После похорон к извозчичьим санкам, в которых сидела Антонина, подошел уже пьяненький Савелий Егорович и отдал ей оставшиеся после всех расходов деньги.

- Ничего, Тоня, не горюй, - сказал он, - все устроится. Я к тебе татарина приведу - знаешь халат; придется кое-что продать. Вот. Ну, поезжай. Там все прибрано, я распорядился, и дворничиха придет к тебе ночевать…

Антонина смотрела на багрового от водки и от мороза Савелия Егоровича и ничего не понимала.
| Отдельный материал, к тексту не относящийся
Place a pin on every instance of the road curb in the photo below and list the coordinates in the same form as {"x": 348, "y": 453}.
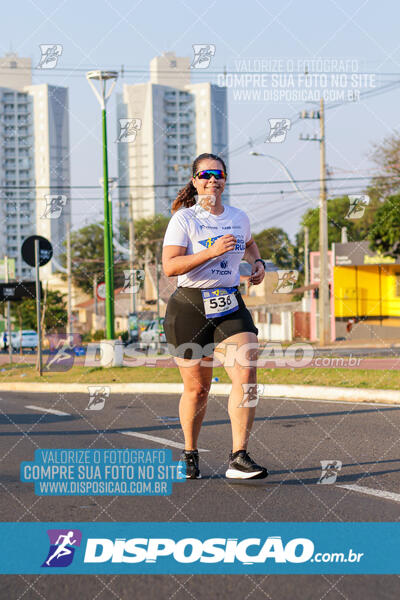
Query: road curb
{"x": 312, "y": 392}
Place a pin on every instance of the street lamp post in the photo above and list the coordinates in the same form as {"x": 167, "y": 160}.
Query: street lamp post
{"x": 103, "y": 96}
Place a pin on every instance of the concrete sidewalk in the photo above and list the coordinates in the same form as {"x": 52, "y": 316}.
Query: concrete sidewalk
{"x": 218, "y": 389}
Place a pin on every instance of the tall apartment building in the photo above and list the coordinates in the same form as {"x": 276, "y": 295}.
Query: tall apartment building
{"x": 34, "y": 162}
{"x": 172, "y": 121}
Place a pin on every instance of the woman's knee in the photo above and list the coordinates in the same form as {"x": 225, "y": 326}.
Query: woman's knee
{"x": 197, "y": 391}
{"x": 244, "y": 375}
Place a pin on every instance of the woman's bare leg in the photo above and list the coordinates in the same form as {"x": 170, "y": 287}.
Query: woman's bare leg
{"x": 241, "y": 368}
{"x": 196, "y": 376}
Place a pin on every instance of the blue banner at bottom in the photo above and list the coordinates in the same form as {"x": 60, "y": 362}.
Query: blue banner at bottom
{"x": 195, "y": 548}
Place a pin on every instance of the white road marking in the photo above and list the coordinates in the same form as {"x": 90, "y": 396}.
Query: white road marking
{"x": 376, "y": 404}
{"x": 154, "y": 438}
{"x": 52, "y": 411}
{"x": 372, "y": 492}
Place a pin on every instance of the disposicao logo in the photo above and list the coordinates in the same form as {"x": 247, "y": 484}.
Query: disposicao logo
{"x": 191, "y": 550}
{"x": 62, "y": 547}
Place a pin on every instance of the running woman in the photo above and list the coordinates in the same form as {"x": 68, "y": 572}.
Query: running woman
{"x": 203, "y": 245}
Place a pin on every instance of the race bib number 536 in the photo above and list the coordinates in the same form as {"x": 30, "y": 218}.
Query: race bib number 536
{"x": 219, "y": 302}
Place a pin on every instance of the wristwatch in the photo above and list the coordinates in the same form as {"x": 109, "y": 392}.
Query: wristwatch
{"x": 260, "y": 260}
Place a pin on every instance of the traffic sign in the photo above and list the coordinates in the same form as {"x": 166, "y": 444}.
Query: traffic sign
{"x": 16, "y": 290}
{"x": 28, "y": 250}
{"x": 101, "y": 291}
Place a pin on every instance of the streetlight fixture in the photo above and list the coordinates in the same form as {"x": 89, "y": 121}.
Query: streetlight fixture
{"x": 102, "y": 96}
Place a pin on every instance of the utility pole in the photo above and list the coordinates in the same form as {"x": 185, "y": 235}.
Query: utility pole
{"x": 95, "y": 299}
{"x": 324, "y": 329}
{"x": 306, "y": 266}
{"x": 324, "y": 324}
{"x": 102, "y": 77}
{"x": 132, "y": 251}
{"x": 69, "y": 275}
{"x": 9, "y": 314}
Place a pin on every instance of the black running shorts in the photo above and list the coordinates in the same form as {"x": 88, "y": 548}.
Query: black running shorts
{"x": 190, "y": 334}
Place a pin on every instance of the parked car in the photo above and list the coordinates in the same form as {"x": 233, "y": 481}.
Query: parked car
{"x": 27, "y": 338}
{"x": 154, "y": 333}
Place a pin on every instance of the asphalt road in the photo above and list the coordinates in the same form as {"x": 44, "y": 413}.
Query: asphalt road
{"x": 291, "y": 437}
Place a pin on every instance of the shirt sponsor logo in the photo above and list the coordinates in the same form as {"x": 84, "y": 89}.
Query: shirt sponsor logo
{"x": 208, "y": 242}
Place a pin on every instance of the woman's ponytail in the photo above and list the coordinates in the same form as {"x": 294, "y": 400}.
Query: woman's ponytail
{"x": 185, "y": 197}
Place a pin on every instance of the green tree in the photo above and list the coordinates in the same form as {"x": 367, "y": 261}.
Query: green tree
{"x": 55, "y": 317}
{"x": 386, "y": 157}
{"x": 384, "y": 234}
{"x": 274, "y": 244}
{"x": 357, "y": 229}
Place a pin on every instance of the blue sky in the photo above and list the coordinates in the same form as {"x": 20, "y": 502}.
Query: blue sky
{"x": 108, "y": 34}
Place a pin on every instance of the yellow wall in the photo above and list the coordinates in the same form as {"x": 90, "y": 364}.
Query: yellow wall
{"x": 360, "y": 285}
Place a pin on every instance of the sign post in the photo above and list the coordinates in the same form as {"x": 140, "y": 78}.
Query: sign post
{"x": 37, "y": 252}
{"x": 39, "y": 365}
{"x": 8, "y": 313}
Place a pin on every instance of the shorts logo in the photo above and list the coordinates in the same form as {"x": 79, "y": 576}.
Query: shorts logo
{"x": 208, "y": 242}
{"x": 62, "y": 547}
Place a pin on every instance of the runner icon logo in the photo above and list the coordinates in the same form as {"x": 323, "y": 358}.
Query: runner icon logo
{"x": 98, "y": 394}
{"x": 62, "y": 547}
{"x": 330, "y": 471}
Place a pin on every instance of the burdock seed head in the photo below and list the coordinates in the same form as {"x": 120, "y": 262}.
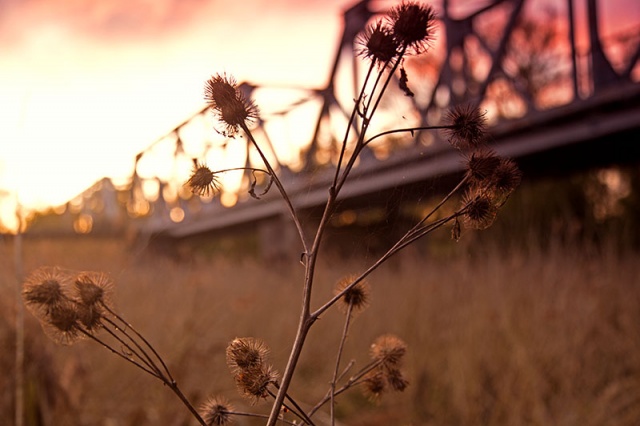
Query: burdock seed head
{"x": 395, "y": 379}
{"x": 375, "y": 385}
{"x": 357, "y": 297}
{"x": 62, "y": 325}
{"x": 216, "y": 411}
{"x": 507, "y": 176}
{"x": 246, "y": 353}
{"x": 412, "y": 24}
{"x": 378, "y": 44}
{"x": 229, "y": 105}
{"x": 389, "y": 350}
{"x": 203, "y": 181}
{"x": 254, "y": 383}
{"x": 44, "y": 289}
{"x": 93, "y": 288}
{"x": 466, "y": 127}
{"x": 479, "y": 208}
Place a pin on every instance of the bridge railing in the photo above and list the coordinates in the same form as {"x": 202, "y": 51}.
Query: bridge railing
{"x": 508, "y": 56}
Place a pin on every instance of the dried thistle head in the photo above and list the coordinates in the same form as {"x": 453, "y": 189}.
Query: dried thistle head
{"x": 412, "y": 24}
{"x": 395, "y": 379}
{"x": 89, "y": 316}
{"x": 389, "y": 350}
{"x": 481, "y": 166}
{"x": 62, "y": 324}
{"x": 507, "y": 177}
{"x": 229, "y": 105}
{"x": 374, "y": 384}
{"x": 44, "y": 289}
{"x": 254, "y": 383}
{"x": 93, "y": 288}
{"x": 479, "y": 209}
{"x": 217, "y": 411}
{"x": 246, "y": 353}
{"x": 203, "y": 181}
{"x": 357, "y": 297}
{"x": 378, "y": 44}
{"x": 466, "y": 127}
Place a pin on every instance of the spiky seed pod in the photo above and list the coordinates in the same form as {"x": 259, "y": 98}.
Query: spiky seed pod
{"x": 467, "y": 127}
{"x": 62, "y": 324}
{"x": 89, "y": 316}
{"x": 480, "y": 209}
{"x": 254, "y": 383}
{"x": 45, "y": 289}
{"x": 357, "y": 296}
{"x": 93, "y": 288}
{"x": 412, "y": 24}
{"x": 389, "y": 349}
{"x": 217, "y": 411}
{"x": 203, "y": 181}
{"x": 378, "y": 44}
{"x": 482, "y": 165}
{"x": 375, "y": 385}
{"x": 507, "y": 176}
{"x": 246, "y": 353}
{"x": 396, "y": 380}
{"x": 229, "y": 105}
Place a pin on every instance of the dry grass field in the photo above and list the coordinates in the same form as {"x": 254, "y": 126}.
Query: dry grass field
{"x": 528, "y": 337}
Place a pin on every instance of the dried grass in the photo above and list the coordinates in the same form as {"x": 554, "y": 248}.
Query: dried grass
{"x": 531, "y": 337}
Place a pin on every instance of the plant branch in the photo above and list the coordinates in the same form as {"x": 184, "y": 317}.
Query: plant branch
{"x": 280, "y": 187}
{"x": 340, "y": 350}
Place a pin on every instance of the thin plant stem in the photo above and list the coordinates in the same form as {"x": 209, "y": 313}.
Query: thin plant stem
{"x": 345, "y": 330}
{"x": 19, "y": 388}
{"x": 299, "y": 412}
{"x": 279, "y": 185}
{"x": 260, "y": 416}
{"x": 306, "y": 319}
{"x": 169, "y": 381}
{"x": 174, "y": 387}
{"x": 145, "y": 341}
{"x": 120, "y": 354}
{"x": 354, "y": 113}
{"x": 144, "y": 358}
{"x": 405, "y": 130}
{"x": 353, "y": 381}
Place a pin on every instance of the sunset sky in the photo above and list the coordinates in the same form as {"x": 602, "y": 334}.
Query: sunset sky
{"x": 85, "y": 85}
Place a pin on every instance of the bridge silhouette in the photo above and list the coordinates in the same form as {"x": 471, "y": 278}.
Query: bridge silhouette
{"x": 558, "y": 96}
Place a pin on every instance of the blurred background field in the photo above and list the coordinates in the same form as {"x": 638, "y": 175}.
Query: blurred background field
{"x": 533, "y": 325}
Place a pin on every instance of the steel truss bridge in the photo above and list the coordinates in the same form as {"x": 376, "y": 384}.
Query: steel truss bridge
{"x": 558, "y": 94}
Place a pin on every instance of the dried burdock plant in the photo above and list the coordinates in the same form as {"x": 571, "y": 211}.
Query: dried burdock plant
{"x": 73, "y": 305}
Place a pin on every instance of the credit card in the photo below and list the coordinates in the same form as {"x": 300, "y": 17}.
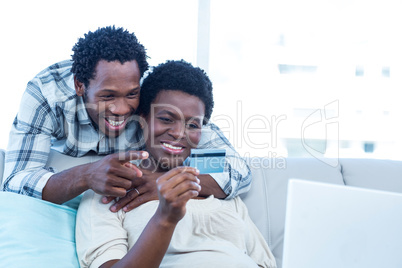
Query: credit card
{"x": 208, "y": 160}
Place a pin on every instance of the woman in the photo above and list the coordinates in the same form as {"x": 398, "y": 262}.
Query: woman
{"x": 179, "y": 230}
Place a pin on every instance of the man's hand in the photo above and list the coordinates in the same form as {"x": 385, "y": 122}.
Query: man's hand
{"x": 144, "y": 190}
{"x": 112, "y": 176}
{"x": 175, "y": 188}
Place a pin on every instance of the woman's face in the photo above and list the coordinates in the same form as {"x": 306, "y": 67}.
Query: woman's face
{"x": 173, "y": 127}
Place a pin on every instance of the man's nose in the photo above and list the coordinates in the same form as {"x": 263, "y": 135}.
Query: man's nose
{"x": 177, "y": 130}
{"x": 120, "y": 107}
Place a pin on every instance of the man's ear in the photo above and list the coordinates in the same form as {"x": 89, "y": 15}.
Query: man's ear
{"x": 79, "y": 87}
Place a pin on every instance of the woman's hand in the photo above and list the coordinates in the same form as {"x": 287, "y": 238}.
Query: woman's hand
{"x": 175, "y": 188}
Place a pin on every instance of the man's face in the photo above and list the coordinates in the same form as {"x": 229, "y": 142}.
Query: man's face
{"x": 173, "y": 127}
{"x": 112, "y": 96}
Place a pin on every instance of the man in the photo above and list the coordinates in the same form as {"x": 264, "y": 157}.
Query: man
{"x": 88, "y": 104}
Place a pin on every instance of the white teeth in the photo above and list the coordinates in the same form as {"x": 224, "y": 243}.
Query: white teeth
{"x": 115, "y": 123}
{"x": 171, "y": 146}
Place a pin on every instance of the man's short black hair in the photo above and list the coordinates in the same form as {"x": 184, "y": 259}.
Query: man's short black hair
{"x": 110, "y": 44}
{"x": 176, "y": 75}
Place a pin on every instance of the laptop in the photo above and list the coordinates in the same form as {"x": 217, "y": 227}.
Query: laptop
{"x": 329, "y": 225}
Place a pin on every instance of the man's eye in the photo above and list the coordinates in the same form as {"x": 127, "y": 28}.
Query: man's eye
{"x": 192, "y": 126}
{"x": 165, "y": 119}
{"x": 132, "y": 95}
{"x": 107, "y": 97}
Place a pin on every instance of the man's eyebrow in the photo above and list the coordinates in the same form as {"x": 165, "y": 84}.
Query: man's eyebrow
{"x": 196, "y": 118}
{"x": 113, "y": 90}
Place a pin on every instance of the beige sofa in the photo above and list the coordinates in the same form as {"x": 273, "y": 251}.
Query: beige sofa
{"x": 266, "y": 199}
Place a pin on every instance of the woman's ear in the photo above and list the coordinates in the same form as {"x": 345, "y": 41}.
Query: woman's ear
{"x": 143, "y": 122}
{"x": 79, "y": 87}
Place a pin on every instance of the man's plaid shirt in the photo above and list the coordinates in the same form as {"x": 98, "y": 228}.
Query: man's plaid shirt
{"x": 51, "y": 115}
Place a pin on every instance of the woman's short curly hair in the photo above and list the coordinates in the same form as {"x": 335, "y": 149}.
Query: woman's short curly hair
{"x": 176, "y": 75}
{"x": 110, "y": 44}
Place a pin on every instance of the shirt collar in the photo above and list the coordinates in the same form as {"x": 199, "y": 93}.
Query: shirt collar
{"x": 82, "y": 114}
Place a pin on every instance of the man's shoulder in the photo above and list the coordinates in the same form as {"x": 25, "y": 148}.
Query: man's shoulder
{"x": 57, "y": 82}
{"x": 56, "y": 68}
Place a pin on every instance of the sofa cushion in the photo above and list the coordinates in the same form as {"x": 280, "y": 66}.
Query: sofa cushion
{"x": 36, "y": 233}
{"x": 376, "y": 174}
{"x": 266, "y": 200}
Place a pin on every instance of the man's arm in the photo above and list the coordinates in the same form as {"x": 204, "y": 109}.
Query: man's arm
{"x": 29, "y": 144}
{"x": 28, "y": 152}
{"x": 108, "y": 176}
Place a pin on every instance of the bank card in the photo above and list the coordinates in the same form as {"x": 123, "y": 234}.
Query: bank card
{"x": 208, "y": 160}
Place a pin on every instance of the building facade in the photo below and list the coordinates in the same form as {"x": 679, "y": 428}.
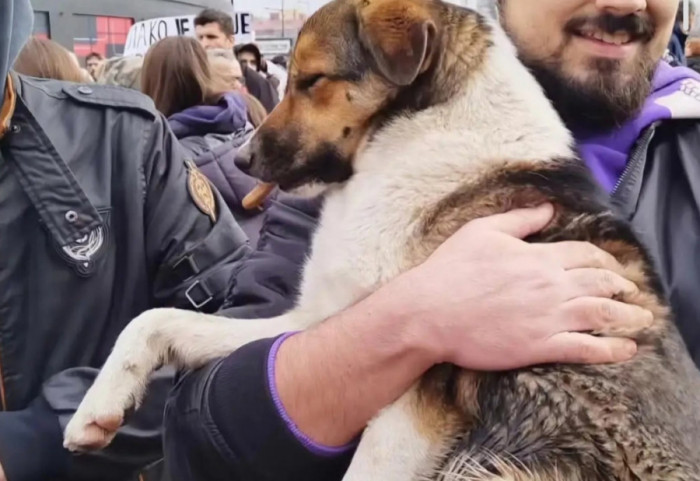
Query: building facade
{"x": 85, "y": 26}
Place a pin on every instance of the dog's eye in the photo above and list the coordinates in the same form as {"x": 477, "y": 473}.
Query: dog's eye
{"x": 308, "y": 82}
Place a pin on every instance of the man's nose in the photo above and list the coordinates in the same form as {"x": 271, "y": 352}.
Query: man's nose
{"x": 244, "y": 157}
{"x": 622, "y": 7}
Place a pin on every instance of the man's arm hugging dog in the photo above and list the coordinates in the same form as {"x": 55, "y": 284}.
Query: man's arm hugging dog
{"x": 416, "y": 117}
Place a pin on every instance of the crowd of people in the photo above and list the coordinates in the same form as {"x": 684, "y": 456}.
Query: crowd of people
{"x": 120, "y": 194}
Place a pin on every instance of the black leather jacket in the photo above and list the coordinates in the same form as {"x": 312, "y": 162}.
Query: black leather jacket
{"x": 97, "y": 224}
{"x": 216, "y": 431}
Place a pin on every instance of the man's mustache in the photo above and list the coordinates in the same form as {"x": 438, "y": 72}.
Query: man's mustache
{"x": 639, "y": 28}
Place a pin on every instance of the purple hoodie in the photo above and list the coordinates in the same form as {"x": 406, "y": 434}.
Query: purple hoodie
{"x": 675, "y": 95}
{"x": 212, "y": 135}
{"x": 228, "y": 116}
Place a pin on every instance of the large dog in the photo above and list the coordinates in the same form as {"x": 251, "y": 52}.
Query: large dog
{"x": 416, "y": 117}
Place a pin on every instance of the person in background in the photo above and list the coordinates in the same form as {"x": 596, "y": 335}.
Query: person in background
{"x": 692, "y": 53}
{"x": 44, "y": 58}
{"x": 676, "y": 47}
{"x": 256, "y": 111}
{"x": 249, "y": 55}
{"x": 214, "y": 29}
{"x": 280, "y": 60}
{"x": 121, "y": 71}
{"x": 226, "y": 69}
{"x": 101, "y": 218}
{"x": 93, "y": 62}
{"x": 208, "y": 118}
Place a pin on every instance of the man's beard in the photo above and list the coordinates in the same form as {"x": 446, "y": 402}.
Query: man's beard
{"x": 605, "y": 100}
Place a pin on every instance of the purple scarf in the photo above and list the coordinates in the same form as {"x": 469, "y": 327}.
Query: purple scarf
{"x": 675, "y": 95}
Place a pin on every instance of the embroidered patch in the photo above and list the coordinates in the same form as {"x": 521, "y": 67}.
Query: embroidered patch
{"x": 200, "y": 191}
{"x": 84, "y": 249}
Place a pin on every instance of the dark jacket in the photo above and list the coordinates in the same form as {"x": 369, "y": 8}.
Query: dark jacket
{"x": 211, "y": 136}
{"x": 260, "y": 88}
{"x": 676, "y": 46}
{"x": 97, "y": 224}
{"x": 217, "y": 431}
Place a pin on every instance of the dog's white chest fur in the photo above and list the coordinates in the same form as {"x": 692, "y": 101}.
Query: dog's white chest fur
{"x": 416, "y": 161}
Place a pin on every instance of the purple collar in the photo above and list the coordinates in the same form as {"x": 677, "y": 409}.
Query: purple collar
{"x": 675, "y": 95}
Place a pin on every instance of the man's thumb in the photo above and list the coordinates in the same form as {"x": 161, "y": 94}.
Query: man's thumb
{"x": 521, "y": 223}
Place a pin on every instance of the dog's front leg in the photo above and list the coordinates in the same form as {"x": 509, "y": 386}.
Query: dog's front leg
{"x": 156, "y": 338}
{"x": 404, "y": 442}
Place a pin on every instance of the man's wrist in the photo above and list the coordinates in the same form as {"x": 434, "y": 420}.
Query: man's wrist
{"x": 407, "y": 321}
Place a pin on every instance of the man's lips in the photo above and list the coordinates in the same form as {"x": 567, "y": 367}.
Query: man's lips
{"x": 618, "y": 45}
{"x": 618, "y": 38}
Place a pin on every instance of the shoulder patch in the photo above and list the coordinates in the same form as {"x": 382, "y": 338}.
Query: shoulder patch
{"x": 200, "y": 190}
{"x": 111, "y": 96}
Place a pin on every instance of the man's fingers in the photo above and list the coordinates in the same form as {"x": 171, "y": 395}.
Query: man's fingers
{"x": 575, "y": 254}
{"x": 575, "y": 348}
{"x": 518, "y": 223}
{"x": 598, "y": 283}
{"x": 594, "y": 314}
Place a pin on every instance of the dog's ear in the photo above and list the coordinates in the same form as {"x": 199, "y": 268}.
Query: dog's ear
{"x": 399, "y": 35}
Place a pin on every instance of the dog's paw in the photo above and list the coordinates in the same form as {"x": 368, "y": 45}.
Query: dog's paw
{"x": 102, "y": 411}
{"x": 86, "y": 432}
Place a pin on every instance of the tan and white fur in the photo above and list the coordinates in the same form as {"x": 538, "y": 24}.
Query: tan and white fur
{"x": 370, "y": 231}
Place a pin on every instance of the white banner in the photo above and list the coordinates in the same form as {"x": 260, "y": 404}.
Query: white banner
{"x": 271, "y": 47}
{"x": 144, "y": 34}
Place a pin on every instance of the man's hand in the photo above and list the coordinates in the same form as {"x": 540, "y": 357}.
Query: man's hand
{"x": 487, "y": 300}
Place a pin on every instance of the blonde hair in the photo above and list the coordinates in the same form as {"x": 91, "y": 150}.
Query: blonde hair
{"x": 226, "y": 72}
{"x": 44, "y": 58}
{"x": 176, "y": 75}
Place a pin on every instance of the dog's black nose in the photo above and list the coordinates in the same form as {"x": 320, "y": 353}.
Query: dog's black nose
{"x": 244, "y": 157}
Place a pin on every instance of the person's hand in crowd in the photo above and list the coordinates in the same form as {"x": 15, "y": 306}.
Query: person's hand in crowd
{"x": 487, "y": 300}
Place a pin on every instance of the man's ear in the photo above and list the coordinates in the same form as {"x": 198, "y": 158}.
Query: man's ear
{"x": 400, "y": 36}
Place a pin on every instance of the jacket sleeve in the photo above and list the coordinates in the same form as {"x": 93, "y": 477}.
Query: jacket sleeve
{"x": 217, "y": 431}
{"x": 192, "y": 255}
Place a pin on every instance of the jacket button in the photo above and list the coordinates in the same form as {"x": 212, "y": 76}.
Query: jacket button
{"x": 71, "y": 216}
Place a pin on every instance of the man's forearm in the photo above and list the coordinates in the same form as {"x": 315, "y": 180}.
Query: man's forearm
{"x": 368, "y": 358}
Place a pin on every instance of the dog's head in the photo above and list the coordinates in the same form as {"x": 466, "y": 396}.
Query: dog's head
{"x": 356, "y": 64}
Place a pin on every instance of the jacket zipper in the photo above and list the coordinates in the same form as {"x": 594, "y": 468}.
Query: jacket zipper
{"x": 638, "y": 153}
{"x": 3, "y": 402}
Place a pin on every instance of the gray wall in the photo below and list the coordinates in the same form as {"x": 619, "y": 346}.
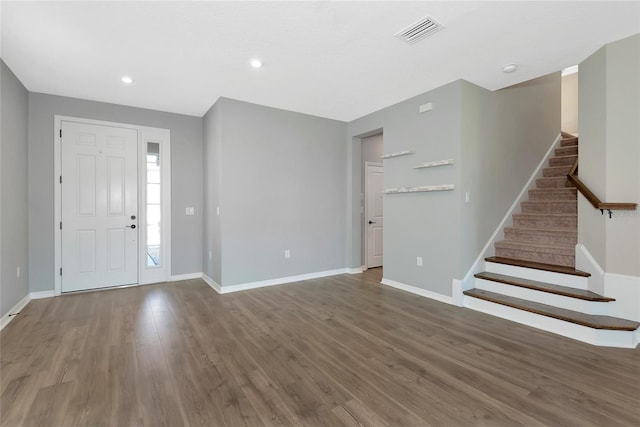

Все крутилось перед ней: кладбищенские ворота, синяя спина извозчика, снег, фонари.

Наконец санки тронулись.

Только возле самого дома она заметила, что рядом с ней сидел тот светлоглазый моряк. Видимо, он очень продрог в своем тонком бушлате, потому что весь съежился и совсем не двигался.

- Замерзли? - спросила Антонина, чтобы хоть что-нибудь сказать.

- Есть маленько! - сипло ответил он. - Но бывает хуже.

- Вы что, в нашем доме живете?

- Да. Временно отдал якорь. Дружочек один ситный у меня тут корни пустил. - И осведомился: - Разрешите у вас маленько обогреться?

- Пожалуйста! - вяло пригласила Антонина.

Квартира была чисто прибрана, топилась печь, но легкий и печальный запах еловых ветвей еще плавал в воздухе, и Антонине сразу вспомнился Никодим Петрович, такой, каким он лежал на столе, - торжественный, в твердом, очень высоком воротничке, в застегнутом кителе и с руками, покорно и вежливо сложенными на груди.

Она опустилась на диванчик не раздевшись - в шубе и платке. Красивая дворничиха Татьяна лениво разбивала кочергой головни в печке. Моряк снял бушлат, пригладил маленькими руками рыжеватые волосы, закурил и сел верхом на стуле недалеко от печки…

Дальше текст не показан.